Role of F-actin-mediated endocytosis and exercise in mitochondrial transplantation in an experimental Parkinson's disease mouse model

Dopaminergic neurons gradually deteriorate in Parkinson's Disease (PD), which is characterized by the intracellular accumulation of Lewy bodies that are enriched with α-synuclein protein. Mitochondrial dysfunction is one of the primary contributors to this and is considered as the central player in the pathogenesis of PD. Recently, improving mitochondrial function has been extensively explored as a therapeutic strategy in various preclinical PD models. Mitochondrial transplantation is one such naïve yet highly efficient technique that has been well explored in diseases like diabetes, NAFLD, and cardiac ischemia but not in PD. Here, we compared the effects of transplanting normal allogenic mitochondria to those of transplanting exercise-induced allogenic mitochondria isolated from the liver into the PD mouse model.
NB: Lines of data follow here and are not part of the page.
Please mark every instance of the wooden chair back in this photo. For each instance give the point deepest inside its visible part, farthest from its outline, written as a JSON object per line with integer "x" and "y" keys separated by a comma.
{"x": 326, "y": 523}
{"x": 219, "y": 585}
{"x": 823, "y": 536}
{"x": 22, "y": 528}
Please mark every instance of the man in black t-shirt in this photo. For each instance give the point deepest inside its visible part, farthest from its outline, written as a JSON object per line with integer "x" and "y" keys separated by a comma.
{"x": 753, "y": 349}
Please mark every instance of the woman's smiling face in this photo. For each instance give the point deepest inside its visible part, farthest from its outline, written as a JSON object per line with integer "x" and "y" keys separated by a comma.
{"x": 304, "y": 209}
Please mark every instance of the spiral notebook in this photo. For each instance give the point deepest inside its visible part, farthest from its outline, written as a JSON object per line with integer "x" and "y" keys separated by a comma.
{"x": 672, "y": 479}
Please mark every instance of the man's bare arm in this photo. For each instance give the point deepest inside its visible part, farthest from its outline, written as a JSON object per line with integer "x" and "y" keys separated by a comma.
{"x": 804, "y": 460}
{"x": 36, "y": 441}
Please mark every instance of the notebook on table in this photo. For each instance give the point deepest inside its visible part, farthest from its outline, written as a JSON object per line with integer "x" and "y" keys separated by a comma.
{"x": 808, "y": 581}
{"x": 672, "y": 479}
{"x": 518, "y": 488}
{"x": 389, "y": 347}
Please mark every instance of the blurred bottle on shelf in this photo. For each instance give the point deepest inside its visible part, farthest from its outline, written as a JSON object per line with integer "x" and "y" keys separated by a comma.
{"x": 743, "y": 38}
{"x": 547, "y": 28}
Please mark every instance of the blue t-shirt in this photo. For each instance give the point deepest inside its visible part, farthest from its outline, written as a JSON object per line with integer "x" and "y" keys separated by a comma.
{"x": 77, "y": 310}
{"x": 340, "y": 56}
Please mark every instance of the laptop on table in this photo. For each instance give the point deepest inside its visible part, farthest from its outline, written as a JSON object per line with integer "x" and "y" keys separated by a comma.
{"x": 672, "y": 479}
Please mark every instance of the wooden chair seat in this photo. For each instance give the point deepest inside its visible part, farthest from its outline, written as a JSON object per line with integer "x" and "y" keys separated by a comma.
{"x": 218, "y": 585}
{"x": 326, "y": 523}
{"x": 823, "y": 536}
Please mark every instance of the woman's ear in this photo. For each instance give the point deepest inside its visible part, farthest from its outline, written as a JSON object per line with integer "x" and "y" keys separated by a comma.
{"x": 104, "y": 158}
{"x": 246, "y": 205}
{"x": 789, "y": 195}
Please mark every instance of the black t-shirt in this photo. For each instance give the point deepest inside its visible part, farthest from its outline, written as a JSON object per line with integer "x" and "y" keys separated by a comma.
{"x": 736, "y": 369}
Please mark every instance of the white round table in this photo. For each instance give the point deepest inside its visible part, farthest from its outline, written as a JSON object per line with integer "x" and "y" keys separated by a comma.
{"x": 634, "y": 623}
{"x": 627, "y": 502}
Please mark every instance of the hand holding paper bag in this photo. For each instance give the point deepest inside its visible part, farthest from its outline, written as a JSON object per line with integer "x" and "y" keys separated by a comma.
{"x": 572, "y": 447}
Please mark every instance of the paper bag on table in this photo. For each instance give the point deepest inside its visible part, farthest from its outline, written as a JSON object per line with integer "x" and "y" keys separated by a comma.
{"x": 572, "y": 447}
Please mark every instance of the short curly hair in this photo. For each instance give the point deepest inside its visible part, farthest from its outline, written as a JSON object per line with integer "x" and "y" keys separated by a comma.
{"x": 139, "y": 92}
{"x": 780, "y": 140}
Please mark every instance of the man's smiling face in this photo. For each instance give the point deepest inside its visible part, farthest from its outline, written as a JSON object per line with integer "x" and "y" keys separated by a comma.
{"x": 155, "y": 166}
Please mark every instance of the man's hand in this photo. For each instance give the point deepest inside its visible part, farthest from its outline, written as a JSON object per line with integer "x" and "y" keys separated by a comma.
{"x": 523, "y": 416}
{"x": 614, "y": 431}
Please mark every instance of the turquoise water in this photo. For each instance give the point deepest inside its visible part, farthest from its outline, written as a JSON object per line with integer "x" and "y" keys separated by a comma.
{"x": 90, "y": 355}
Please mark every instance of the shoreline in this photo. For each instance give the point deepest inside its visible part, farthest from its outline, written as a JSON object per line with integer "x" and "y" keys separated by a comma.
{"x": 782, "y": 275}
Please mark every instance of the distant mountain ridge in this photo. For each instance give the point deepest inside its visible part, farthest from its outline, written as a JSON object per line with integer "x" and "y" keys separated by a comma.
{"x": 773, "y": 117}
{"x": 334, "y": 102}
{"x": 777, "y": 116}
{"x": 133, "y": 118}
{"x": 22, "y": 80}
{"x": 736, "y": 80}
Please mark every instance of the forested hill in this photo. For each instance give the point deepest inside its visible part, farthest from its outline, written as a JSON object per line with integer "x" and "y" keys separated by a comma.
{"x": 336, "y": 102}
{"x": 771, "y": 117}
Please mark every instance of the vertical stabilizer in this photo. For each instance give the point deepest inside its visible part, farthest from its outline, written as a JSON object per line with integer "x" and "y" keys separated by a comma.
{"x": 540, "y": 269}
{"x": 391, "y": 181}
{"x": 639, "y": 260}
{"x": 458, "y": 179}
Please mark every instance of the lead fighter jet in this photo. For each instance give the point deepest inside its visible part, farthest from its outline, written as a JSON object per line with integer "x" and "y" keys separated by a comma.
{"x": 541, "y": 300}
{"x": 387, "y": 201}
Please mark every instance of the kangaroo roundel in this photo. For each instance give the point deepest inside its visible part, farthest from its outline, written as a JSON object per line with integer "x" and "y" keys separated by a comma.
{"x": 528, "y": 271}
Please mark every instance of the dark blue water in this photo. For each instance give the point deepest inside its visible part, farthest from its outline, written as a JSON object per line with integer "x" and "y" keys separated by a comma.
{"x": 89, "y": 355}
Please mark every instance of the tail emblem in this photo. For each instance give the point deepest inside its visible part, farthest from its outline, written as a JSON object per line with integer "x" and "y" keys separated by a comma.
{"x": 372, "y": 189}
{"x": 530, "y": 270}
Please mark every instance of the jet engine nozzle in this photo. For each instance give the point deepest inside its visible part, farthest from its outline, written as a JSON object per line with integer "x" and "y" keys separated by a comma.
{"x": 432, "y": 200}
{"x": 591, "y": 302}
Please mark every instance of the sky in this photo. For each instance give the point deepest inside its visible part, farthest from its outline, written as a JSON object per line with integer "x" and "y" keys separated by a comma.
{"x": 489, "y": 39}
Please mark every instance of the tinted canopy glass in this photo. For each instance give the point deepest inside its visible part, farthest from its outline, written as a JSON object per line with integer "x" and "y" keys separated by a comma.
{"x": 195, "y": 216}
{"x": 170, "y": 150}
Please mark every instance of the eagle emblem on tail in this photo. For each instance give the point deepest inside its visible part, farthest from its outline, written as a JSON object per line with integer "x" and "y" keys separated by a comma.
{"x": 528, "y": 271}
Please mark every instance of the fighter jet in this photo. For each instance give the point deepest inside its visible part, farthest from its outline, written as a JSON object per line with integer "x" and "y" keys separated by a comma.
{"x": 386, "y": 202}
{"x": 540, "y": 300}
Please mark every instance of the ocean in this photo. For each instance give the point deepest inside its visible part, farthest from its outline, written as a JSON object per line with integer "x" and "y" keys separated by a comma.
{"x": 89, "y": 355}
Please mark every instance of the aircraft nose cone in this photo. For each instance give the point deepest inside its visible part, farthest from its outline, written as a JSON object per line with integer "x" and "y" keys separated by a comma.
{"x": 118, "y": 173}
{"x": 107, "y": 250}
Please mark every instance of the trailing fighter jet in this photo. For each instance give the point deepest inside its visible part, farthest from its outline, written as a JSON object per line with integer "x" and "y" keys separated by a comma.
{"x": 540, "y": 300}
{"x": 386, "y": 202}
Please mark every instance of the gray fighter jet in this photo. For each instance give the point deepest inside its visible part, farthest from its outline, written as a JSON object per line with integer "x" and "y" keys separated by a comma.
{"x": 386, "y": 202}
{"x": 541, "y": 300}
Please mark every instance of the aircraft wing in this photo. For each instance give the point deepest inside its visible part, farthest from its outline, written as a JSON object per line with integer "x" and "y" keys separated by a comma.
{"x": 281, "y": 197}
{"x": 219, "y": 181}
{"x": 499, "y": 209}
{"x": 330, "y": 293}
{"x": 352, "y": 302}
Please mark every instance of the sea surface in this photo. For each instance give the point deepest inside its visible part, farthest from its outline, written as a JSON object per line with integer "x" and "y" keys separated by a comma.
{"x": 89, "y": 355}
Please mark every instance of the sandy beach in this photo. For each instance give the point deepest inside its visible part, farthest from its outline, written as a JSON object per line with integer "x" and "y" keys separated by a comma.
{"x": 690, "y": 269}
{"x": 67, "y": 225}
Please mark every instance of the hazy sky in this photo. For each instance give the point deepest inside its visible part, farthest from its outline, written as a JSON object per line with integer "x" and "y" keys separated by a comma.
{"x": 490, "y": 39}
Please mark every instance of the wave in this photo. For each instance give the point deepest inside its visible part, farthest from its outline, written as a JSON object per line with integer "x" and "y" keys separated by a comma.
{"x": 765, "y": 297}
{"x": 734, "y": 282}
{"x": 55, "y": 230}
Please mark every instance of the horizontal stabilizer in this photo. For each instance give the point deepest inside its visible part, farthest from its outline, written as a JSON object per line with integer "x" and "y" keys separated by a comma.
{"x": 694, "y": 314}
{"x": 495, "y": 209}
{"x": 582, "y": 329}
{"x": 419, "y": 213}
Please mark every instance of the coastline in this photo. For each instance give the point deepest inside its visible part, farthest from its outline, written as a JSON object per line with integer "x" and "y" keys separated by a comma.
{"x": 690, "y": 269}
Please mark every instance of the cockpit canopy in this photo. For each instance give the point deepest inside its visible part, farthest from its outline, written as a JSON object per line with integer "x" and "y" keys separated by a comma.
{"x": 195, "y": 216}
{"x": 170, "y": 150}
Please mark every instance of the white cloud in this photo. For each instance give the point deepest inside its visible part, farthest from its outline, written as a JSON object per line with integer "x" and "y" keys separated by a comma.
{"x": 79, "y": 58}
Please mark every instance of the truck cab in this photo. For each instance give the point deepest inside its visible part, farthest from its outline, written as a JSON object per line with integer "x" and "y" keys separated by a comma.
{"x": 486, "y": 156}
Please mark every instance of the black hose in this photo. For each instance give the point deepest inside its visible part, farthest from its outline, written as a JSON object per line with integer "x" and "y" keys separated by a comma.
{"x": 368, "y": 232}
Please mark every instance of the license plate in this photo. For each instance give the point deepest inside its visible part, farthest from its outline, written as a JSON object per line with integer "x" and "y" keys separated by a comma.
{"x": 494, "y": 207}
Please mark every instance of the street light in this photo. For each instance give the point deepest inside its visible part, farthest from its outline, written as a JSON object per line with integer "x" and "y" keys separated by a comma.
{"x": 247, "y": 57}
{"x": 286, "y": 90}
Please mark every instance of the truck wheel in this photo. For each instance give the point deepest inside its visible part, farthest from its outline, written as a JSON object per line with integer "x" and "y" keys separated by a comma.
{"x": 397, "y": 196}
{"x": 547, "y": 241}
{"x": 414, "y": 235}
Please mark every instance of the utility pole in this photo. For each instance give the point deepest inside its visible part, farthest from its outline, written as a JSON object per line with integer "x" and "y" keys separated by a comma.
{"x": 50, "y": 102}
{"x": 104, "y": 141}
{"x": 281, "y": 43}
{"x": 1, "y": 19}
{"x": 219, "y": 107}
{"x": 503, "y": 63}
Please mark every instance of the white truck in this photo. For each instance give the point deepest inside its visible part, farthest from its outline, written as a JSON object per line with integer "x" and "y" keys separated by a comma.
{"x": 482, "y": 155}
It is already known that normal Mitochondrial Transplant (MT) reduces the PD pathology, but our research found out that exercise-induced mitochondria were more effective in treating the PD pathology because they had higher respiratory capacities. Additionally, compared to a standard transplant, this therapy significantly boosted the rate of mitochondrial biogenesis and the quantity of mitochondrial subunits in PD mice. Further, we also explored the mechanism of mitochondrial uptake into the cells and found that F-actin plays a key role in the internalization of mitochondria. This study is the first to demonstrate the relevance of exercise-induced allogenic MT and the function of F-actin in the internalization of mitochondria in PD mice.